According to an economic analysis by the Tonto National Forest, it costs $6.9 million a year to maintain current roads. These roads are maintained through taxpayer dollars and with help from volunteers.
Johnson said the forest is in a unique position financially because many of the new roads that will be opened up are ready for use and won’t cost any money to build. If they aren’t ready, she said, they won’t be authorized until they are.
Though the Tonto National Forest doesn’t generate revenue from off-road vehicle use, travel management in general facilitates access to developed recreation sites that require visitors to buy passes, she said. The Tonto Pass Program currently brings in about $2 million annually, she added.
Johnson said the plan also addresses safety concerns because the Tonto National Forest doesn’t currently have any trails designated exclusively for ATVs and motorcycles. At present, those vehicles drive on the same routes as trucks and cars.
“There’s sometimes conflict between full-sized vehicles and motorcycles or ATVs,” Johnson said. “Having a designated, motorized trail system (for ATVs) … would provide a better recreation opportunity.”
Rich Smith, president of the Tonto Recreation Alliance, a nonprofit group for off-road enthusiasts, said the plan is important because the complex system of routes can cause people to get lost. The new travel management plan would provide licensed off-road vehicle users and law enforcement with a detailed motor-vehicle use map of where they can legally and safely recreate.
“The majority of off-road vehicle enthusiasts understand that this is a forest that is right next to a major metropolitan area — it does require some management, it does require some rules,” Smith said.
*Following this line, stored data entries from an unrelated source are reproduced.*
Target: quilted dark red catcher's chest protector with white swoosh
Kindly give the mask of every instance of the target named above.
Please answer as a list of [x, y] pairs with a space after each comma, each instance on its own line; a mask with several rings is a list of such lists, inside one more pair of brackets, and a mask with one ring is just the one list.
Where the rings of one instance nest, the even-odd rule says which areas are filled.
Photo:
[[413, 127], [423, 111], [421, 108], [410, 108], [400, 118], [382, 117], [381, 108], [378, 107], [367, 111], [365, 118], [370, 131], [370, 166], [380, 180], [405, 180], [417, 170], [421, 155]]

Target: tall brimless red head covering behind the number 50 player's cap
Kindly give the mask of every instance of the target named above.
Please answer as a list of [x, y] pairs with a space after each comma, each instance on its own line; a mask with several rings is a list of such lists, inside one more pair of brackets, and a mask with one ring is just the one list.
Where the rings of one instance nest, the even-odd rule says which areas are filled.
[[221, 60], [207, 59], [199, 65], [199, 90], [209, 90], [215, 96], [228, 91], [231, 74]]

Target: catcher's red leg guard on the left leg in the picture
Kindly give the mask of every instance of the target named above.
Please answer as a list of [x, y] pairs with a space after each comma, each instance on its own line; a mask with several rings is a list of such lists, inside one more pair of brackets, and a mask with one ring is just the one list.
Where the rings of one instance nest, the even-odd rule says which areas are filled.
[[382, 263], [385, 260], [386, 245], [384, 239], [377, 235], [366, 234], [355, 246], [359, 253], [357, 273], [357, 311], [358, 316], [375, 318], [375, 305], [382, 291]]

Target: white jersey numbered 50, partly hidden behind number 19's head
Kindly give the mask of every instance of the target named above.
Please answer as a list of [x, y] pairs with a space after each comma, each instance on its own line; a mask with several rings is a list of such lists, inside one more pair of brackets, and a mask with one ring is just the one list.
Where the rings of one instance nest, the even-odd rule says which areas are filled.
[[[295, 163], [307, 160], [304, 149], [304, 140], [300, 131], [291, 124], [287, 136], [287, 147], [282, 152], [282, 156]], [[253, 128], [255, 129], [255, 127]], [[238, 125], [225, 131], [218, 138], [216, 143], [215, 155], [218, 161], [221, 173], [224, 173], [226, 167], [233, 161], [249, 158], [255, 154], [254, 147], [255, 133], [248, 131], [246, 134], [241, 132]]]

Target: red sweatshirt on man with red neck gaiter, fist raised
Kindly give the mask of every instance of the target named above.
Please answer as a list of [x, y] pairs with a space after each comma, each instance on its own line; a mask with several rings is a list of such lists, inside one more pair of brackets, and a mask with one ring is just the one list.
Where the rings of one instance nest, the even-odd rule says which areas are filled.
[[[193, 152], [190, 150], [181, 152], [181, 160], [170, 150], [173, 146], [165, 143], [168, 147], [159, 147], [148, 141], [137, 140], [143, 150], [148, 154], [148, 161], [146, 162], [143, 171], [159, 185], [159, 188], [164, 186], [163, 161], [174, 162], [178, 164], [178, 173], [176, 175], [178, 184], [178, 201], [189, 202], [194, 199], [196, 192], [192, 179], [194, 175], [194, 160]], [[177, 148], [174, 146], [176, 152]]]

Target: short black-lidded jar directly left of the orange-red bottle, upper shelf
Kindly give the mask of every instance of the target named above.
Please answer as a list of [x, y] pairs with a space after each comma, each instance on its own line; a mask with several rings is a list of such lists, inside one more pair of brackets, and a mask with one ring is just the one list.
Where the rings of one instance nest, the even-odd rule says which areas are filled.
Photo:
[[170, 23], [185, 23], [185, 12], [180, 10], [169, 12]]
The travel management plan could also increase awareness among the off-road vehicle community, he added.
“Especially in the Southwest, people have the attitude that the land is free and open for everybody to use and they’re less conscious of it actually being a national forest,” Smith said. “We’ll be able to stop a lot of [illegal] activity.”
For Racki, managing and maintaining roads means that the Forest Service could potentially save lives.
“Saguaro Lake is where two of our fatalities were this year,” she said.